Local news outlets said the man was detained after he stepped out of his black Alfa Romeo 147 near the memorial, gave a fascist salute, and shouted "Italy for the Italians". It was not clear whether the victims were Italian citizens.
After the attack, Italian Prime Minister Paolo Gentiloni called on political leaders on all sides to stop a "cycle of violence".
He said: "Let's stop this risk, let's stop it now, let's stop it together," in a nationally televised statement from his residence, the Palazzo Chigi, in Rome. "Hate and violence won't be able to divide us."
More than 620,000 migrants, many of them African, have arrived in Italy since the beginning of 2014, contributing to a growing sense among Italians that the country was taking in far more people than it could handle.
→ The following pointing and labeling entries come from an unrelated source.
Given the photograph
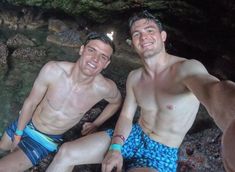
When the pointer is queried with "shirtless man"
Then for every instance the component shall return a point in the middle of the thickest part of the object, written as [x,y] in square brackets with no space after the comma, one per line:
[168,89]
[62,93]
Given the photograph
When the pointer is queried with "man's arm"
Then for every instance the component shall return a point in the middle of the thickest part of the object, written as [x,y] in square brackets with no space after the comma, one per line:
[217,96]
[37,93]
[115,100]
[122,128]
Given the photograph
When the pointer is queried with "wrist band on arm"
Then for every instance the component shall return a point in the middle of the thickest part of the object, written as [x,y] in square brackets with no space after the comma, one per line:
[17,137]
[19,132]
[120,136]
[116,147]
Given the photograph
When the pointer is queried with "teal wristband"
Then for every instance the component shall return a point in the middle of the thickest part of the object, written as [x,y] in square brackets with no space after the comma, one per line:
[116,147]
[19,132]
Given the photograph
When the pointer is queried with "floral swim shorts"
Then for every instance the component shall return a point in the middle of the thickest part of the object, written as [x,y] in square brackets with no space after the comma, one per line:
[140,151]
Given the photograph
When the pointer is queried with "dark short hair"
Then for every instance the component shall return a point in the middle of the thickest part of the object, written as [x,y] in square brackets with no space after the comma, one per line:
[99,36]
[144,15]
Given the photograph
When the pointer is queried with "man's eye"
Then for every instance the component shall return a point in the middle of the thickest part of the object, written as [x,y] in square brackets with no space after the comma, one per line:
[136,34]
[150,30]
[90,50]
[104,58]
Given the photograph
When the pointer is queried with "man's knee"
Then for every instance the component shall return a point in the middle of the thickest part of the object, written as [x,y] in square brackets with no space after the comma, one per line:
[64,153]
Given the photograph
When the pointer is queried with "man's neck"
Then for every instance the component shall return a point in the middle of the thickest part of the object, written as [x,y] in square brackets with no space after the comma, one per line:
[79,78]
[156,64]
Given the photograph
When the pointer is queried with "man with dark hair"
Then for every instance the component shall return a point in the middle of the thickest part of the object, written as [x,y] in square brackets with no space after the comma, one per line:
[168,89]
[62,93]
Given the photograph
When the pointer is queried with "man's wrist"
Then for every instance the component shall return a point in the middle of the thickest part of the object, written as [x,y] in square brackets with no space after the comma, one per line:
[116,147]
[17,137]
[19,132]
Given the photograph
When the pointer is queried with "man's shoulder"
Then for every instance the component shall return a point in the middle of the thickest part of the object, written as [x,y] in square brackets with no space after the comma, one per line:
[105,82]
[58,66]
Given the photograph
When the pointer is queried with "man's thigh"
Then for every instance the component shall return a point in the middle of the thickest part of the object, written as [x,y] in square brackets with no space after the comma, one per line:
[5,143]
[15,161]
[142,170]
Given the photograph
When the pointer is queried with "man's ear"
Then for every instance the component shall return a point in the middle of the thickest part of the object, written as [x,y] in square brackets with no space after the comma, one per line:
[106,65]
[81,50]
[164,35]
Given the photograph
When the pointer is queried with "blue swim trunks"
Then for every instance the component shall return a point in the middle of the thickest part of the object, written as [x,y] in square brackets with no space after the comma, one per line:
[140,151]
[36,145]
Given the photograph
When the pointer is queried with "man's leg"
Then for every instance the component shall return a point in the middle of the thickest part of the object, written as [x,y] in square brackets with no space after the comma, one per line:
[14,162]
[86,150]
[142,170]
[5,143]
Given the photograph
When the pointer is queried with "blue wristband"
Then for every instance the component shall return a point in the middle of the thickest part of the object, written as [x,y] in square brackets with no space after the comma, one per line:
[116,147]
[19,132]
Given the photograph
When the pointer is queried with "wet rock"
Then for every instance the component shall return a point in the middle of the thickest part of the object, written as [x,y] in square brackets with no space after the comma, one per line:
[3,54]
[56,25]
[16,17]
[29,53]
[19,40]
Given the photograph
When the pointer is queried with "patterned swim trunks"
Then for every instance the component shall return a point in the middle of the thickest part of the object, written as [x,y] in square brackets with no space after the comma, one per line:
[36,145]
[140,151]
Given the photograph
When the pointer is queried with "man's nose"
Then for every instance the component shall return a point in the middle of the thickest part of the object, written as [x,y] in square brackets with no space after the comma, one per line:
[96,57]
[143,35]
Anti-immigrant sentiment has become a main theme in the campaign leading up to next month's elections. Northern League leader Matteo Salvini has vowed to expel 150,000 immigrants from Italy and close the country's borders to most new arrivals.
The murder in Macerata this past week of 18-year-old Pamela Mastropietro drew national attention to the city of 43,000 and added fuel to the debate on migration. Her dismembered remains were found packed into two suitcases. A 29-year-old Nigerian man, Innocent Oseghale, was charged with her murder.